Hey there! Let's troubleshoot why your Delayed Job isn't waiting the 1 minute you specified before firing off that auto-message. I’ve dealt with this exact issue a few times, so let’s walk through the most common fixes:

1. You’re calling the Job the wrong way (the #1 culprit!)

Most new folks accidentally trigger the job immediately instead of queuing it with a delay. If you’re doing something like:

# ❌ This runs RIGHT NOW, no delay
MailingJob.new.perform(your_args)
# Or this, which also skips delay
MailingJob.perform_now(your_args)

That’s why it’s executing instantly. Instead, use the proper delayed syntax:

Option 1 (Rails Active Job + Delayed Job):

This is the cleanest approach for modern Rails apps:

# ✅ Delays 1 minute before running
MailingJob.set(wait: 1.minute).perform_later(your_args_here)

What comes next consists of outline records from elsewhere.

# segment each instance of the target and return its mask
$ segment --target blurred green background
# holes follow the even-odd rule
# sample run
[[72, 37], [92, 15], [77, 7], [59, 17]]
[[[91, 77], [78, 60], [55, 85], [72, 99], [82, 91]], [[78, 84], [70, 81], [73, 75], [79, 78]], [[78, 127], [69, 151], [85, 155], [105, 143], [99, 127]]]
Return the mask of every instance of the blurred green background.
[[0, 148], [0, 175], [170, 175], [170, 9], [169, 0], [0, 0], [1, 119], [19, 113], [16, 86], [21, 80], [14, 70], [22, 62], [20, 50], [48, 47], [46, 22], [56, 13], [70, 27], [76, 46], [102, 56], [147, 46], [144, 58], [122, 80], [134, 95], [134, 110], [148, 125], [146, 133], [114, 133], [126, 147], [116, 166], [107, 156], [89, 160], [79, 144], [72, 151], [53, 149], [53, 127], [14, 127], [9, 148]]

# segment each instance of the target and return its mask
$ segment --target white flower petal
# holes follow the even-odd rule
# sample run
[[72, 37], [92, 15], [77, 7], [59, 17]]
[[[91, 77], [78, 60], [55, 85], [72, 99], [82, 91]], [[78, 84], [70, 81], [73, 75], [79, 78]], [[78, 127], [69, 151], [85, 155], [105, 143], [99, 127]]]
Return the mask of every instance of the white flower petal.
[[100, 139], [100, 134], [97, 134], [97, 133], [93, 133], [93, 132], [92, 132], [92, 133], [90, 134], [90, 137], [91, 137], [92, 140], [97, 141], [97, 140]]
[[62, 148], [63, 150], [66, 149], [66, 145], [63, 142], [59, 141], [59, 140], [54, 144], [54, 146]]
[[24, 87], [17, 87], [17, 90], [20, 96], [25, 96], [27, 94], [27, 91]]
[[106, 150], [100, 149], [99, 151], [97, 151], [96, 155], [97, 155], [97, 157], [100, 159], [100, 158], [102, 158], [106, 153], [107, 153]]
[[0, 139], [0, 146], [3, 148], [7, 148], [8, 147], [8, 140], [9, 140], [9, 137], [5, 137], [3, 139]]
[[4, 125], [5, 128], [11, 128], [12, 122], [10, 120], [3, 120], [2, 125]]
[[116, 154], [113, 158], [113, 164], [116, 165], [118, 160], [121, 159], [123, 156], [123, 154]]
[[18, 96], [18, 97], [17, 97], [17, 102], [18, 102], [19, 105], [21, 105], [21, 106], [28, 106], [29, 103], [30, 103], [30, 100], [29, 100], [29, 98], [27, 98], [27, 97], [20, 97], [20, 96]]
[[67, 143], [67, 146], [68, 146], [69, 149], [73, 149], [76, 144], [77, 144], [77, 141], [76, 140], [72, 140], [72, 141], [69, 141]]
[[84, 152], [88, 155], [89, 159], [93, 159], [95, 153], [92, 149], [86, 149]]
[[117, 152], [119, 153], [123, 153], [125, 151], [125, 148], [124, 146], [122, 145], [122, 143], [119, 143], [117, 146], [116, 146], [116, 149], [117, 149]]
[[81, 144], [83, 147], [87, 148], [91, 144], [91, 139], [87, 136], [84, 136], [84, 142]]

Option 2 (Classic Delayed Job syntax):

If you’re using the older direct Delayed Job integration:

# ✅ Also delays 1 minute
MailingJob.delay(run_at: 1.minute.from_now).perform(your_args_here)

2. Check your Job class inheritance

Make sure your MailingJob is set up to work with Delayed Job properly. For Rails 5+, it should inherit from ApplicationJob (which is pre-configured to work with Delayed Job if you’ve set it as your adapter):

# app/jobs/mailing_job.rb
class MailingJob < ApplicationJob
  queue_as :default # Optional, but good practice for queue management

  def perform(*args)
    # Your auto-message logic goes here
    puts "Sending auto-message after delay!"
  end
end

If you’re on an older Rails version, ensure your class includes Delayed::Job or uses the handle_asynchronously method (but the Active Job approach is way better if you can use it).

3. Watch out for duplicate methods in your controller

You mentioned you created the same perform method in your controller—this could be causing confusion! If you’re calling perform directly in your controller without referencing the MailingJob class, you’re just running the controller’s method immediately, not the delayed job.

Double-check your controller code to make sure you’re explicitly calling the Job class, like this:

# In your messages controller
def create
  @message = current_user.messages.create(message_params)
  # Make sure you're calling the JOB, not a controller method
  MailingJob.set(wait: 1.minute).perform_later(@message.id)
  redirect_to messages_path, notice: "Message sent!"
end

4. Verify your Delayed Job worker is running

Wait, you said the code "executes normally"—but just to be safe: make sure the Delayed Job background worker is actually running. If it’s not, jobs will sit in the database until you start it. Run this in your terminal:

# Start the worker (production/development)
bundle exec delayed_job start

# Or for development, you can run it in the foreground to see logs
bundle exec rake jobs:work

Quick Test to Confirm

Hop into your Rails console and run this to verify the delay is being set correctly:

# Queue a job with a 1-minute delay
job = MailingJob.set(wait: 1.minute).perform_later
# Check when it's scheduled to run
puts job.scheduled_at # Should show a time 1 minute from now

If scheduled_at shows the correct future time, then the issue was likely that you were calling the job incorrectly before. If it still shows the current time, double-check that you’re not overriding the delay somewhere in your Job class or controller.